Oncoslice: A Microfluidic Platform for Personalized Cancer Care and Drug Development

Abstract

Improving efficacy, minimizing the adverse side effects of drugs, and overcoming acquired resistance to drug treatment have been major goals and emphases in cancer therapy. Existing models of drug activity (based on tumor cells in culture or animal models) cannot accurately predict how drugs would act in individual patients. Presonalized medicine has received considerable attention and enthusiasm as it has potential to offer new therapeutic measures based on tailored therapies for individual patients. Personalized approaches could lower treatment toxicity, improve patient’s quality of life, and, most importantly, reduce mortality. Prof. Folch’s lab developed Oncoslice, a platform has the potential to allow for identifying the subset of therapies of greatest potential to individual patients, on a timescale rapid enough to guide therapeutic decision-making.

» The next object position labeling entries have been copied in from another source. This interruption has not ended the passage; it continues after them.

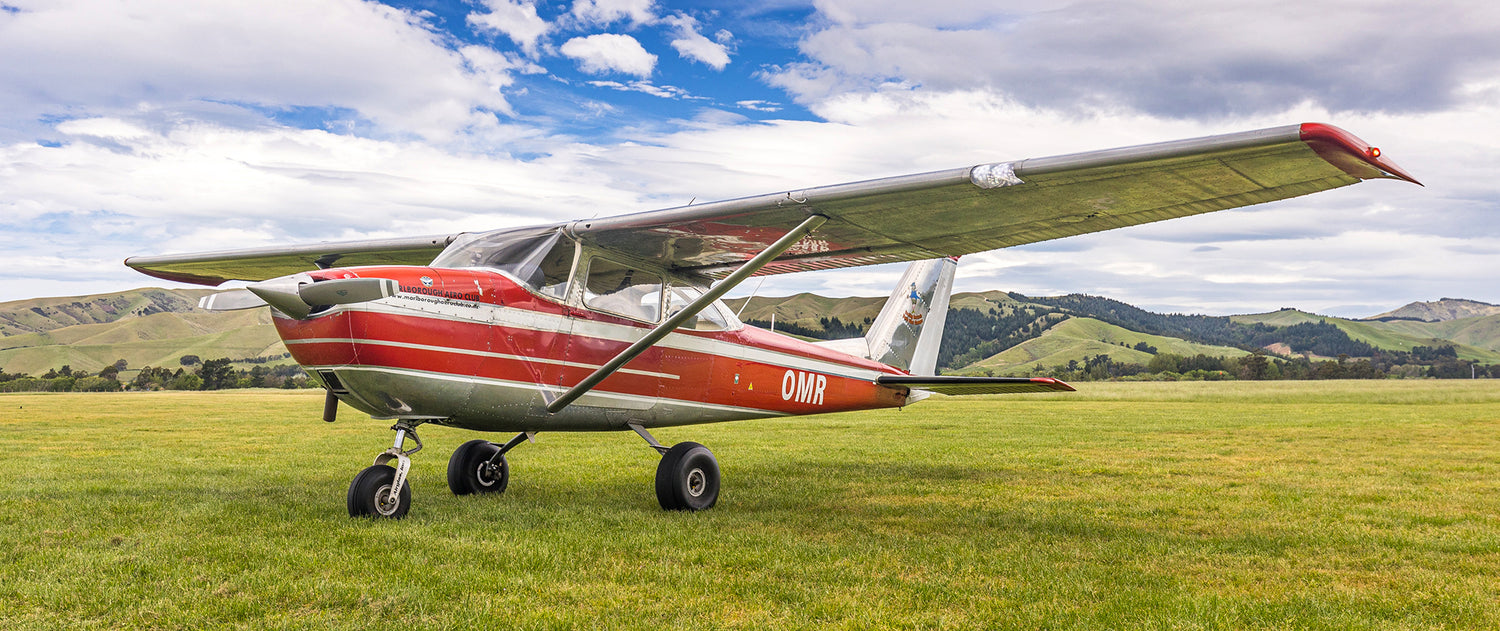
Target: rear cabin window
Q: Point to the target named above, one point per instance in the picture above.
(707, 319)
(623, 290)
(542, 260)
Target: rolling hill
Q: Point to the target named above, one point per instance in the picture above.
(1476, 339)
(1080, 337)
(1442, 311)
(1002, 333)
(144, 327)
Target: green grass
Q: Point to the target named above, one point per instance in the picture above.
(1122, 505)
(1475, 339)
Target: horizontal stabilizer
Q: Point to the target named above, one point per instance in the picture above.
(975, 384)
(231, 300)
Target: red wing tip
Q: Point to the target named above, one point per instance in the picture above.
(1350, 153)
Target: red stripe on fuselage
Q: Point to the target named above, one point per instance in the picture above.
(786, 382)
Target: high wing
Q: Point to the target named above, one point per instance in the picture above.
(908, 218)
(269, 263)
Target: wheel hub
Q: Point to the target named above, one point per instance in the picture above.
(696, 481)
(386, 502)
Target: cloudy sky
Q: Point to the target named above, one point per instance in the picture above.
(153, 126)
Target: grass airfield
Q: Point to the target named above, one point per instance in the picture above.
(1124, 505)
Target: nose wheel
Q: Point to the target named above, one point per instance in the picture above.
(381, 490)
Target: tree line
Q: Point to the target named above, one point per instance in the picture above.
(192, 373)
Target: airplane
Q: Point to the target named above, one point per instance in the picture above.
(615, 324)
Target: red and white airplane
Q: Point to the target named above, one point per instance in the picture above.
(615, 324)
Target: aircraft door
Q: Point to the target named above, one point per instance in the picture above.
(621, 303)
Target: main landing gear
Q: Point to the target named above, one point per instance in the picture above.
(687, 475)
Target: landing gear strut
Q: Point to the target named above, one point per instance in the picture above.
(687, 475)
(381, 490)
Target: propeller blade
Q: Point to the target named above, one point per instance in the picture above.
(348, 291)
(230, 300)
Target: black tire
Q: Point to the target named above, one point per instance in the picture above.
(369, 493)
(468, 471)
(687, 478)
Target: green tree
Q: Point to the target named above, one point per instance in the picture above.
(216, 375)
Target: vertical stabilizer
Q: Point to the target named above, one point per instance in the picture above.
(909, 327)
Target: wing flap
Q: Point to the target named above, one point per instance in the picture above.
(269, 263)
(960, 385)
(908, 218)
(959, 212)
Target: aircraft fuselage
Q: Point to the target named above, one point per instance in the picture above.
(473, 348)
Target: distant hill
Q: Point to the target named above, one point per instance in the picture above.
(144, 327)
(1080, 337)
(1475, 339)
(990, 331)
(39, 315)
(1440, 311)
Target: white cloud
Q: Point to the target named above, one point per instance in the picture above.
(1218, 59)
(515, 20)
(605, 12)
(759, 105)
(108, 59)
(606, 53)
(692, 45)
(645, 87)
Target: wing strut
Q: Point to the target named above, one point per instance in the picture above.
(675, 319)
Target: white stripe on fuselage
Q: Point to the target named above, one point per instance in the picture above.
(641, 402)
(485, 314)
(471, 352)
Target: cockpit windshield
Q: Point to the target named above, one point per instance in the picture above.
(540, 258)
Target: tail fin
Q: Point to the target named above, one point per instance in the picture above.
(909, 328)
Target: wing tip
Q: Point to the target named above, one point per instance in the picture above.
(1350, 153)
(1055, 384)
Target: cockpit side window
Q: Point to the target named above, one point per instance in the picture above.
(623, 290)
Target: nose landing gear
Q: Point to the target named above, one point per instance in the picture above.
(381, 490)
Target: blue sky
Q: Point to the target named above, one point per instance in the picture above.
(152, 126)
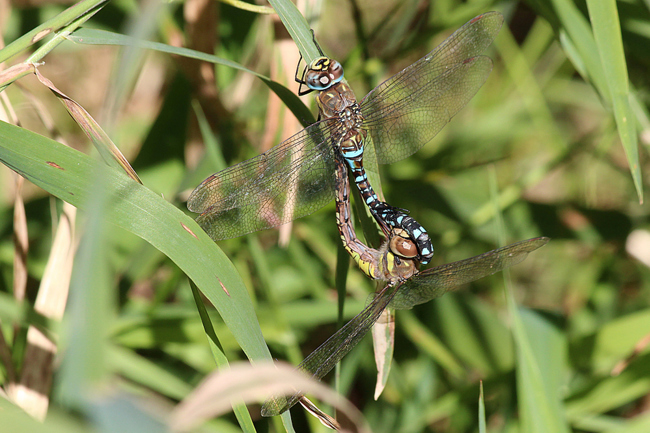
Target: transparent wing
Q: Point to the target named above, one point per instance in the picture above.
(426, 285)
(406, 111)
(435, 282)
(289, 181)
(322, 360)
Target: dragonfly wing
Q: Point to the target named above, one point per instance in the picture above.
(406, 111)
(322, 360)
(435, 282)
(291, 180)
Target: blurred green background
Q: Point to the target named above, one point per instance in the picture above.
(537, 152)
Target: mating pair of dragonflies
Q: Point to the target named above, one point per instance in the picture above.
(308, 170)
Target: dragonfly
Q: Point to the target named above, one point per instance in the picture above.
(393, 121)
(406, 288)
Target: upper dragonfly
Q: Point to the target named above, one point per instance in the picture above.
(394, 120)
(393, 262)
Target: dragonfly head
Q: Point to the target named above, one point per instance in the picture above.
(323, 73)
(401, 258)
(401, 244)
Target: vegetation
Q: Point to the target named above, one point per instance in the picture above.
(554, 144)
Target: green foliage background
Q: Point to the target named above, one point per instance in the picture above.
(542, 150)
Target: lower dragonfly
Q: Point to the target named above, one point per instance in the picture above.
(393, 121)
(406, 286)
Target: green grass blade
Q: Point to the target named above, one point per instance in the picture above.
(607, 32)
(241, 413)
(102, 37)
(65, 173)
(297, 27)
(48, 27)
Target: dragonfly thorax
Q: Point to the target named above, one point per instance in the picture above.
(323, 73)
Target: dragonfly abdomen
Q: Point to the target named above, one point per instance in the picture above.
(352, 149)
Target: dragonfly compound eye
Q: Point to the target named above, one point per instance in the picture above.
(335, 72)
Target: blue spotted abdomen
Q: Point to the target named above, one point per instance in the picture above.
(386, 215)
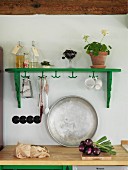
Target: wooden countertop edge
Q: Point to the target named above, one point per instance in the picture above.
(113, 163)
(6, 159)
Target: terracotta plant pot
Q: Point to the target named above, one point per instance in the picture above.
(99, 61)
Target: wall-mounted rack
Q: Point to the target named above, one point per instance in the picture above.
(17, 72)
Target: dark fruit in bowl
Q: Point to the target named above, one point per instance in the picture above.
(88, 142)
(89, 150)
(96, 151)
(81, 148)
(82, 142)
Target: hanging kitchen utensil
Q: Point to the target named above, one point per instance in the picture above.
(71, 120)
(46, 89)
(27, 91)
(41, 98)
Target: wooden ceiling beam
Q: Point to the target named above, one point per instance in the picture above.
(63, 7)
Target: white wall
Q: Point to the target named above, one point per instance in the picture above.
(53, 35)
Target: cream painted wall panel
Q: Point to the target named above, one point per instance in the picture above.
(53, 35)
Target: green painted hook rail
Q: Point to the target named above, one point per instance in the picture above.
(35, 167)
(17, 72)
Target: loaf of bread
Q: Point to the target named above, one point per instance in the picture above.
(30, 151)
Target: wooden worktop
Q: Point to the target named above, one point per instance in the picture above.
(60, 155)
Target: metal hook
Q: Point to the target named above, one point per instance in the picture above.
(72, 75)
(56, 75)
(25, 75)
(33, 43)
(19, 43)
(43, 76)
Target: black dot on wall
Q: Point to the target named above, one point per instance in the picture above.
(15, 119)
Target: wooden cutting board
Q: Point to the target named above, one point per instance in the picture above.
(102, 156)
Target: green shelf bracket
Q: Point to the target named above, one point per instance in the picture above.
(72, 75)
(55, 75)
(17, 87)
(109, 88)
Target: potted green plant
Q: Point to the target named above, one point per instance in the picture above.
(97, 50)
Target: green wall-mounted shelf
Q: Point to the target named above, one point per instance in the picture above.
(17, 72)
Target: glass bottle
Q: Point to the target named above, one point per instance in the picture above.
(34, 57)
(26, 60)
(20, 57)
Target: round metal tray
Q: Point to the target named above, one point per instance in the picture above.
(71, 120)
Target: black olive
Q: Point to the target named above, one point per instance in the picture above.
(23, 119)
(30, 119)
(16, 119)
(37, 119)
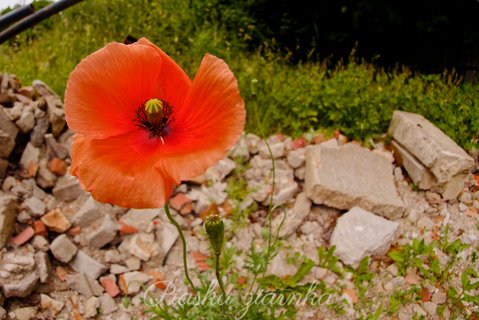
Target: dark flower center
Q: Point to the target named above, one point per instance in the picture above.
(154, 116)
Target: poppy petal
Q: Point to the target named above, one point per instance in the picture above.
(173, 83)
(209, 122)
(106, 88)
(120, 170)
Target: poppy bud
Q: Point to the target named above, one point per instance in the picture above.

This new method would allow for testing treatment efficacy on the patient’s own tumor tissue in a timeline that allows for the results to influence a patient’s therapeutic strategy. However, the platform was fabricated with conventional soft-lithography techniques, which are not readily translatable for mass manufacturing. Here we present a redesigned architecture of Oncoslice and new manufacturing techniques that will facilitate its fabrication on the larger scale necessary for clinical use. We shifted our focus to CO2 laser micromachining as the main fabrication technique and we were able to develop a new fabrication protocol with rapid turnaround time, low operational costs, mask/cast-less processes, and agile design processing. We focused on poly (methyl methacrylate) (PMMA) as the fabrication material of the platform due to its biocompatibility, low-cost, and optical properties. This thesis reports a detailed description of the complete fabrication process including CO2 laser optimization, post-processing, and solvent bonding techniques for assembly. Moreover, it also presents alternative bonding procedures commonly utilized for rapid-prototyping, such as indirect transfer adhesive bonding and lamination. Finally, we demonstrate the functionality of the platform through a series of characterization experiments and illustrate its potential through a set of biological experiments utilizing glioblastoma multiforme xenografts and human cancer biopsies.